From 2003 to 2014, Comberbach served as the Ambassador of Zimbabwe to Japan and South Korea. He also served as Chairman of the African Diplomatic Corps in Japan, an arm of the Tokyo International Conference on African Development (TICAD) from January 2003 and May 2011. On 8 May 2015, Comberbach was honoured with the Order of the Rising Sun, along with 5 other foreign recipients at an event held in Tokyo. Later, a conferment ceremony was held in Harare, hosted by Japan's Ambassador to Zimbabwe, Yoshi Hiraishi. Minister of Welfare Services for War Veterans Christopher Mutsvangwa praised Comberbach for receiving the honour.

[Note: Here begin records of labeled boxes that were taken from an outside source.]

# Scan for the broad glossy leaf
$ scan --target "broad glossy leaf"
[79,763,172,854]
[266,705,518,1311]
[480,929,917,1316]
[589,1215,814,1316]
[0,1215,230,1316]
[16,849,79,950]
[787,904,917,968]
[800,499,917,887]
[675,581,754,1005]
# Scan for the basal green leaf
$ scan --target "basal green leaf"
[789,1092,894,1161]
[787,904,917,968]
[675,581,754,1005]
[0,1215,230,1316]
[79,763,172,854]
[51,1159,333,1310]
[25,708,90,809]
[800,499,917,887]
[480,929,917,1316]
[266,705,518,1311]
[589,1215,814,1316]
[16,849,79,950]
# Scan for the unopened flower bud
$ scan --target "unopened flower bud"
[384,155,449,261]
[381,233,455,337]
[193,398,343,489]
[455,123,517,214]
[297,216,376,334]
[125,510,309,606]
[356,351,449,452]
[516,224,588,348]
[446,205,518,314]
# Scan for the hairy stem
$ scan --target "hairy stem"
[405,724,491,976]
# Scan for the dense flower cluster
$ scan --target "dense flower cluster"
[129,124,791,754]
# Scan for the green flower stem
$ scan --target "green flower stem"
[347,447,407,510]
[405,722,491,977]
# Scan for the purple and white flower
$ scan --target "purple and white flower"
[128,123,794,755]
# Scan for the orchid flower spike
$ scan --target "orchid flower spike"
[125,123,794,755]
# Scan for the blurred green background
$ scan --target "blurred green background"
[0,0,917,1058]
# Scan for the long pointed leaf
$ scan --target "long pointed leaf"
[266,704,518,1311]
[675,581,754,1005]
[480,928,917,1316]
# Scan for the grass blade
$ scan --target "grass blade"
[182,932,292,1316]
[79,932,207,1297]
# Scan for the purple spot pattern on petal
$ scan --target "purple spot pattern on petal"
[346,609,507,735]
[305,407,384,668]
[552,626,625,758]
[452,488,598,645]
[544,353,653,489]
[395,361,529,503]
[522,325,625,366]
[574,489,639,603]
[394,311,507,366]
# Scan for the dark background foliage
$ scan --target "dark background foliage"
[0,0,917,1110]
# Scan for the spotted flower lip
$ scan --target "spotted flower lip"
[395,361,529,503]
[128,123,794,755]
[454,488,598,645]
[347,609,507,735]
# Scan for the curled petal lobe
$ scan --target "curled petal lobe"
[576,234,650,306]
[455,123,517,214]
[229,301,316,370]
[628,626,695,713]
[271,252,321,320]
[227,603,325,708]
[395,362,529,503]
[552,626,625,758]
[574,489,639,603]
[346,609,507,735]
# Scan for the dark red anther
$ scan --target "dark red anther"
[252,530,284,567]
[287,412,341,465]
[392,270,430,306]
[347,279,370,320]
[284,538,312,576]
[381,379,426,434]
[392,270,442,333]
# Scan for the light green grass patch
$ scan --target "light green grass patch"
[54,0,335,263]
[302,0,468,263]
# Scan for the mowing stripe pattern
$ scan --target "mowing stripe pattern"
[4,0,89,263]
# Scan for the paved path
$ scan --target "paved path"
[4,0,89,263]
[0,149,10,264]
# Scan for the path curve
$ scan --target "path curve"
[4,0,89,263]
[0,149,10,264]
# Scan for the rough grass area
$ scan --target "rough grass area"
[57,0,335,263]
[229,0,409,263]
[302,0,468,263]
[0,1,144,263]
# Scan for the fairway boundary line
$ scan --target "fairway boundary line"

In 2015, Comberbach's successor as Ambassador to Japan, was Air Vice-Marshal Titus Abu-Basutu.

In September 2014, President Robert Mugabe appointed Comberbach as Senior Secretary in the Office of the President and Cabinet. His appointment was announced by Mesheck Sibanda, Chief Secretary to the President and Cabinet. At the time, it was reported that he was one of the last white civil servants left in Zimbabwe. He was later assigned different areas of focus within the office of the President and Cabinet: in 2015, he became the Permanent Secretary for Corporate Governance, State Enterprises, and Delivery Unit. In September 2018, President Emmerson Mnangagwa appointed new advisors, and Comberbach was assigned the new portfolio of Special Advisor to the Minister of Foreign Affairs and International Trade.

== Personal life and death ==
Comberbach's wife was Benedict Ann "Dicky" Comberbach. They had children. One of them is Vancouver-based software engineer named Jonathan Edward Yelverton Comberbach.

Stuart Comberbach died by cancer on 4 September 2025, at the age of 72.